Alarmstimmung auch in der Provinz Savona im Nordwesten des Landes. Seit Jahren bereits kämpfen die Bürger von Cengio im Bormidatal gegen eine Chemiefabrik die seit bald hundert Jahren Fluss und Talboden verseucht. Rund 32 Millionen Tonnen Giftmüll liegen in der Erde um die Fabrik herum. Eine Sanierung scheint unmöglich. Beinahe täglich wird nun demonstriert auf den Straßen von Cengio. Proteste gibt es auch von der Besatzung der „Zanoobia“, einem Giftschiff, das bereits seit Monaten im Hafen von Genua liegt und darauf wartet, dass endlich die tausende von Giftbehältern in ihrem Bauch ausgeladen werden. Die Besatzung droht, das Schiff zu verlassen, weil sie nicht einmal anständiges Essen bekommt.
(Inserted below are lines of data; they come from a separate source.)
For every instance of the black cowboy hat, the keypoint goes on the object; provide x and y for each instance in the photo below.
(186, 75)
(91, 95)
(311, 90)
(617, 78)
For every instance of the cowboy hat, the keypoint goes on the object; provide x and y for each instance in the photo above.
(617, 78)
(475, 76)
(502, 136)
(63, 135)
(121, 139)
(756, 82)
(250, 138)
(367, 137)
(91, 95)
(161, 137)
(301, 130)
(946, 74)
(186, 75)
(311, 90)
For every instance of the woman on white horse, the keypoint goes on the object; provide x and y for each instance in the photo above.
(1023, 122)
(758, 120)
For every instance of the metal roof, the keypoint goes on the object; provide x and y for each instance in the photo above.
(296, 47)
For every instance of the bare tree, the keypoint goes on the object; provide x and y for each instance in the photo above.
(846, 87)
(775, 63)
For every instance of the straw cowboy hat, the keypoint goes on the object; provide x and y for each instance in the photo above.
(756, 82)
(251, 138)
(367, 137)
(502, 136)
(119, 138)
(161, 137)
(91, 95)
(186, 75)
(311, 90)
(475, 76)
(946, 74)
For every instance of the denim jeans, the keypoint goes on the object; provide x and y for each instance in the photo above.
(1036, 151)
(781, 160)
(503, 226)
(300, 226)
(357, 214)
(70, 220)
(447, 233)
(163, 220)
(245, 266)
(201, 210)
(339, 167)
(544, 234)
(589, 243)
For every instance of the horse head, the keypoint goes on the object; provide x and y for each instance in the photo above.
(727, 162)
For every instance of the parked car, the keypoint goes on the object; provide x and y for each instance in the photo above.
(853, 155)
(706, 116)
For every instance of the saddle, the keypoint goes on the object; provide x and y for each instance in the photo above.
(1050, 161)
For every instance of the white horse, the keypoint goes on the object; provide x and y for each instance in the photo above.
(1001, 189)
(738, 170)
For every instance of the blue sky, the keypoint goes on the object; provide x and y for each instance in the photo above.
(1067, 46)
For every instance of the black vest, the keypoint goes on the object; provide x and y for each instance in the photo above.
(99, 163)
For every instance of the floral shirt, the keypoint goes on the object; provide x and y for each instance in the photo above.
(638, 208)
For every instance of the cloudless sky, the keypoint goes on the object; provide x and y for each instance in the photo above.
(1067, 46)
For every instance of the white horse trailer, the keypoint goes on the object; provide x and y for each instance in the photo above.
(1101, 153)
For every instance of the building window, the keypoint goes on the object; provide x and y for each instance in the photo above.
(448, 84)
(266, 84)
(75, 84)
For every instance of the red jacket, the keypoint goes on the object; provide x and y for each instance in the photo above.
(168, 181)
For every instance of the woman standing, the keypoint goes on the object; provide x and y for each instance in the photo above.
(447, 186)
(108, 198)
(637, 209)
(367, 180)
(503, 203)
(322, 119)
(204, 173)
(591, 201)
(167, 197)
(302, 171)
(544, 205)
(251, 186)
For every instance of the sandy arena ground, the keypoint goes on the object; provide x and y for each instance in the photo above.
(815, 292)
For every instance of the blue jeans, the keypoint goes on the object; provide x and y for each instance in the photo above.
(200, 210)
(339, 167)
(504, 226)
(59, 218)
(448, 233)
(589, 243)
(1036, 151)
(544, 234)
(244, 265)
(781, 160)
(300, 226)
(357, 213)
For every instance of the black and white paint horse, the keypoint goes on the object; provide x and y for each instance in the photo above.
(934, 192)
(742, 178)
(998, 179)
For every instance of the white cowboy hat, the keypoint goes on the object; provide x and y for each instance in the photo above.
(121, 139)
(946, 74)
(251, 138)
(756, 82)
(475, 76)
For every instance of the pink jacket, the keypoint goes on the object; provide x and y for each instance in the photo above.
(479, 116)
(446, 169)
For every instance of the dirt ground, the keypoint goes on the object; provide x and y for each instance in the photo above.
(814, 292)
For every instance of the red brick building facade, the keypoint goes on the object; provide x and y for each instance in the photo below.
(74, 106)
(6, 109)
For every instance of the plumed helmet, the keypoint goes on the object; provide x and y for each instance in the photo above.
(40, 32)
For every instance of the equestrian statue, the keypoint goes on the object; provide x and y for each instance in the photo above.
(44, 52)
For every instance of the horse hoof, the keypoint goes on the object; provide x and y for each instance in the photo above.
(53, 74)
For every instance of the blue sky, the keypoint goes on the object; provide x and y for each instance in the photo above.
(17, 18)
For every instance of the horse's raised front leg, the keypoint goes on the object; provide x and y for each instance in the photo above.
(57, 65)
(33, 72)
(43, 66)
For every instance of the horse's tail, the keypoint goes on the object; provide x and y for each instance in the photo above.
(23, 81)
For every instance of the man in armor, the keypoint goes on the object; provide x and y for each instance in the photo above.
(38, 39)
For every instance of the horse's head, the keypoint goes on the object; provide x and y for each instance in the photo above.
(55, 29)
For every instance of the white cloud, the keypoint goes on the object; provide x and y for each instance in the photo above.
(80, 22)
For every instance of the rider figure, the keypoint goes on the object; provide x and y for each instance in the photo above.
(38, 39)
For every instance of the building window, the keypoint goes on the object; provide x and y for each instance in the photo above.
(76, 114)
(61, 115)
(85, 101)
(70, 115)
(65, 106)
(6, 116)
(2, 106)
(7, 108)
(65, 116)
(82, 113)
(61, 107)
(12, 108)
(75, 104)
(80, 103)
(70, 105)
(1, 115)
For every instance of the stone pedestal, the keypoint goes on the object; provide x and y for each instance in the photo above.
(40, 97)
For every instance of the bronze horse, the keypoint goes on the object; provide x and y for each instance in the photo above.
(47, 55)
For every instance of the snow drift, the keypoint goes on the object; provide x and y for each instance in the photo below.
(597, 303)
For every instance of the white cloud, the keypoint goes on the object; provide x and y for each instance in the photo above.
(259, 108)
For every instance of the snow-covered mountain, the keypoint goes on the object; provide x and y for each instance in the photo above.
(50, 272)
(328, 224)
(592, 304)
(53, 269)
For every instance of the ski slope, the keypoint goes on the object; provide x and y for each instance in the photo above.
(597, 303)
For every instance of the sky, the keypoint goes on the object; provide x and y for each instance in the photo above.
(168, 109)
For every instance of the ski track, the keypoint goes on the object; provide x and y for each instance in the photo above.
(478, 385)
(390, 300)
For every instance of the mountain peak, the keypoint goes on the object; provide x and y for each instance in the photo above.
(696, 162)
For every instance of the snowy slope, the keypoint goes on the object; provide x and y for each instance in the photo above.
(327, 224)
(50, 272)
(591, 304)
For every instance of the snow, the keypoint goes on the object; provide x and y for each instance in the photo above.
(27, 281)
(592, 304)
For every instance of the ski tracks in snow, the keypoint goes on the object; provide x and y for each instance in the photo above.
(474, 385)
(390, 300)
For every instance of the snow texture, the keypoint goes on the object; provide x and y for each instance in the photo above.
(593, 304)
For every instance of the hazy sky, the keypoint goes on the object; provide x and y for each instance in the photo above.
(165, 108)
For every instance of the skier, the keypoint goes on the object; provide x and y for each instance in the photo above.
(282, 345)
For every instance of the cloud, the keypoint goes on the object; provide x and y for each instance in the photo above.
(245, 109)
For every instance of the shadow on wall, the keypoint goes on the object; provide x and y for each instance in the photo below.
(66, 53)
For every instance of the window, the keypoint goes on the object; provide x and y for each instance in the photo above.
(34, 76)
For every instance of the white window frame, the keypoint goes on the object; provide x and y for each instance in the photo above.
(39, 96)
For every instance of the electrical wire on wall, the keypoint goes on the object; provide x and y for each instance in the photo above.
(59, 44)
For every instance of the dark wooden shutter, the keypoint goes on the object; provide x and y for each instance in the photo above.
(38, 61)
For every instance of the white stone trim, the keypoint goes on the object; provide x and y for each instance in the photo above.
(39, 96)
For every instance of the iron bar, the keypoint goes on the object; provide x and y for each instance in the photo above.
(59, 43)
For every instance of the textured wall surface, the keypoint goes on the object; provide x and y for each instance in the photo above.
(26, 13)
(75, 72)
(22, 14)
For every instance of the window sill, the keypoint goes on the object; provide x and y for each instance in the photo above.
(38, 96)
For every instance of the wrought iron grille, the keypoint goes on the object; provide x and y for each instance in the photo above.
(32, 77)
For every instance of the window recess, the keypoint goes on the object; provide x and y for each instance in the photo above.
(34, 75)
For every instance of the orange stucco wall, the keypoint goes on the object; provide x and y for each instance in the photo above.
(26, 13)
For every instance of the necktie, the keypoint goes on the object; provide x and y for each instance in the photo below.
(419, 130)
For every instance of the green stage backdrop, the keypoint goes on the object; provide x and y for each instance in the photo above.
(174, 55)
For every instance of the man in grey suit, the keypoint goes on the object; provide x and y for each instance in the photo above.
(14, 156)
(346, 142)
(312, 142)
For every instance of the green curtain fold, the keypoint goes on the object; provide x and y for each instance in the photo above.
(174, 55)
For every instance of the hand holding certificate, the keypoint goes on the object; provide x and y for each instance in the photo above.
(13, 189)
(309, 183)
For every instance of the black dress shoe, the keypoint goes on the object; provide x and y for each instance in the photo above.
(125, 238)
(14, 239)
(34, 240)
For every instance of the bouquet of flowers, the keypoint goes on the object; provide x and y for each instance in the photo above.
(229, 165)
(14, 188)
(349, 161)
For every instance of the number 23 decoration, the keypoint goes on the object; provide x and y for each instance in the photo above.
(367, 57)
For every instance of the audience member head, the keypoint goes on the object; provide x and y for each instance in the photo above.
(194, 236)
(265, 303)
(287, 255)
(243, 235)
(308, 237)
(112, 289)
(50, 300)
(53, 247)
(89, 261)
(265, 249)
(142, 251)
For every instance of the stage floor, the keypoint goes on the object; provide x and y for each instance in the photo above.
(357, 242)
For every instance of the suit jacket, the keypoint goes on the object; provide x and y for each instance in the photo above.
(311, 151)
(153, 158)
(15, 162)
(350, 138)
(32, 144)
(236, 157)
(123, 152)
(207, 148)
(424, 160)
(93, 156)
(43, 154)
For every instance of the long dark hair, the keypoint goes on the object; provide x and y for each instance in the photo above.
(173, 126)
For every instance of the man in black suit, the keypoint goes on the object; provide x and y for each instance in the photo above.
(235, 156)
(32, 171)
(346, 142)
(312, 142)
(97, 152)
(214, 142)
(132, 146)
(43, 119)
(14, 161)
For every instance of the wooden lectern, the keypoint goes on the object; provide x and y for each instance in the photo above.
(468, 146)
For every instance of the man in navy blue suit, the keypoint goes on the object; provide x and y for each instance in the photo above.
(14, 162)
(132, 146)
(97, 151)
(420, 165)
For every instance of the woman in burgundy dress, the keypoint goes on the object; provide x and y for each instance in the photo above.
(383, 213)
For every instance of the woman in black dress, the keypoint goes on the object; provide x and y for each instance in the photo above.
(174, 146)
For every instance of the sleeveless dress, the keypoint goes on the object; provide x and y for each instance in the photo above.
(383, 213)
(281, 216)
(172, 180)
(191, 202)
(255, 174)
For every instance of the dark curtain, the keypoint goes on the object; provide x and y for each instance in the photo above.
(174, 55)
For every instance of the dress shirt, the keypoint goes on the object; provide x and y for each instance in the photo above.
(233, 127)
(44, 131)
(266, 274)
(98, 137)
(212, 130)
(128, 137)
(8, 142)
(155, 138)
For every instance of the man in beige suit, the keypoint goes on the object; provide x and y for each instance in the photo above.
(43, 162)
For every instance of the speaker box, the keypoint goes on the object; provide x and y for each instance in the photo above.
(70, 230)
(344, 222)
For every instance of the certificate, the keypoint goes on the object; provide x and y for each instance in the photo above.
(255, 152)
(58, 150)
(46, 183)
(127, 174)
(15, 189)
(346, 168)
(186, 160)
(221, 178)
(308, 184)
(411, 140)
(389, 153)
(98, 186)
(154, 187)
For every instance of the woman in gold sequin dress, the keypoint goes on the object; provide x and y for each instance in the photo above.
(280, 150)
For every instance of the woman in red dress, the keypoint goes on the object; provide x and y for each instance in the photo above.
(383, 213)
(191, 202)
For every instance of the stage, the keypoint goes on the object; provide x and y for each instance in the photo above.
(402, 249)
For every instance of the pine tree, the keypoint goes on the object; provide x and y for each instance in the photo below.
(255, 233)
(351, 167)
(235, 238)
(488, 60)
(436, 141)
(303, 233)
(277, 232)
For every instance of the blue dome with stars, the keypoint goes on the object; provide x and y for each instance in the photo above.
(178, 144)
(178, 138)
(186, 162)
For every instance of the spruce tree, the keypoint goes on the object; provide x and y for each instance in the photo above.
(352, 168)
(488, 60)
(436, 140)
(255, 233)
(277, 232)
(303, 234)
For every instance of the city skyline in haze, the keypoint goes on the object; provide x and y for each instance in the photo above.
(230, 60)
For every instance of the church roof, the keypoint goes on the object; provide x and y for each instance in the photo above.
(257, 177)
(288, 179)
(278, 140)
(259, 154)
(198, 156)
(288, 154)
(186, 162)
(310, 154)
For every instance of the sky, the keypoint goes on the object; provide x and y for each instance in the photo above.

Ähnlich wird es wohl auch den Seeleuten der „Deep Sea Carrier“ gehen, die vor der Küste Apuliens dümpelt. Die einzige Möglichkeit anzulegen besteht in Manfredonia, aber dort waren erst vor zwei Tagen wieder 20000 Bürger auf der Straße um dagegen zu protestieren. Die Lage spitzt sich überall zu. Denn niemand weiß, was mit den Bergen von Gift, zu Land und zu Wasser geschehen soll.